The goal of the consumer-orientated AppStore is to expose users to as many products as possible. Individuals are encouraged to buy as much as they can, and upgrade to “premium” versions over “standard”. In contrast, Enterprise AppStores require controls. For instance, giving employees the choice between standard, professional, and premium versions without consideration to their business needs and feature requirement is a recipe for unnecessarily high licence costs. Users are naturally inclined to choose more bells and whistles over less, regardless of whether they’re actually required - “I want premium I need premium” is often cited.
Users cannot reasonably be responsible for understanding and researching the differences between feature sets of different software editions and applying those differences to their actual needs. This filtering process must be handled at the administrative level.
Enterprises can only then make available a filtered catalogue of apps that meets actual business requirements - no more, no less.
There will always be unique requests that cannot be anticipated, however. Should the need arise for deviating from a standard offering, the organisations should have means and processes in place for identifying the non-conforming business case.
This can be done intelligently via an App Store capable of generating questions relating to the differences between software editions, and recommending the editions that best suit the needs.
Once the system determines that an application is available, it must then evaluate approval conditions. While this is often done manually by the business owner (manager, cost centre owner, etc.) certain applications may need further review by security teams and application owners to ensure that there is a business case and that use rights are valid.
When cost is a consideration in determining approval, careful review of the application’s intended use must match its functional specifications. Moreover, there are frequently other technical considerations.
Too often, approvals are “rubber stamped” simply because a user requested an application and there is budget for it. While a manager may approve the request from a financial position, he or she may not have the necessary technical expertise or the understanding of software licensing and entitlements to make an informed approval decision.
One solution is to ensure that the enterprise App Store has functionality allowing an app owner to review user requests, in addition to the manager. Enabling the individual(s) with expertise in a specific app to be involved in the process allows IT to match the right app based on a user’s need. An app owner can review the need, accept the request as valid, or offer an alternative app that is more suited to the user’s business requirements.
Once the manager has approved the request from a cost perspective and the app owner from a business need standpoint, the final step is to ensure that the licensing being issued is in compliance with the enterprise’s software licence agreement and entitlements.
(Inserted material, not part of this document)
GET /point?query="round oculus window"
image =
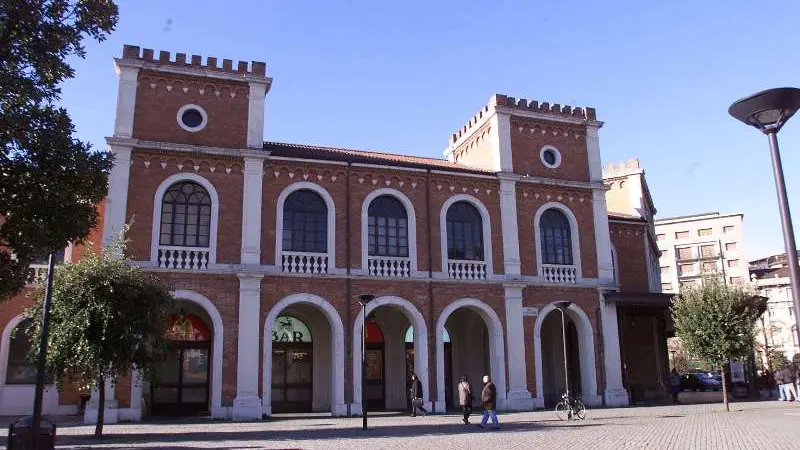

Software Licensing, Entitlements & Optimisation
The number of licences an enterprise has rights to, and the specific manner in which those licences are entitled to be used - i.e. its licence position - plays a key role in managing an enterprise App Store. If an enterprise issues licences it doesn’t have, or those licences are issued in violation of specific entitlements in the licence agreement - the enterprise can expose itself to six, seven or even eight-figure software audit “true-up” penalties from the software vendor.
This risk is not well understood by users, because apps are not paid for by the employee, but rather by the organisation. This disconnect often results in over spend if proper licence restrictions and use rights are not evaluated during the time of request and if the App Store does not apply appropriate rules.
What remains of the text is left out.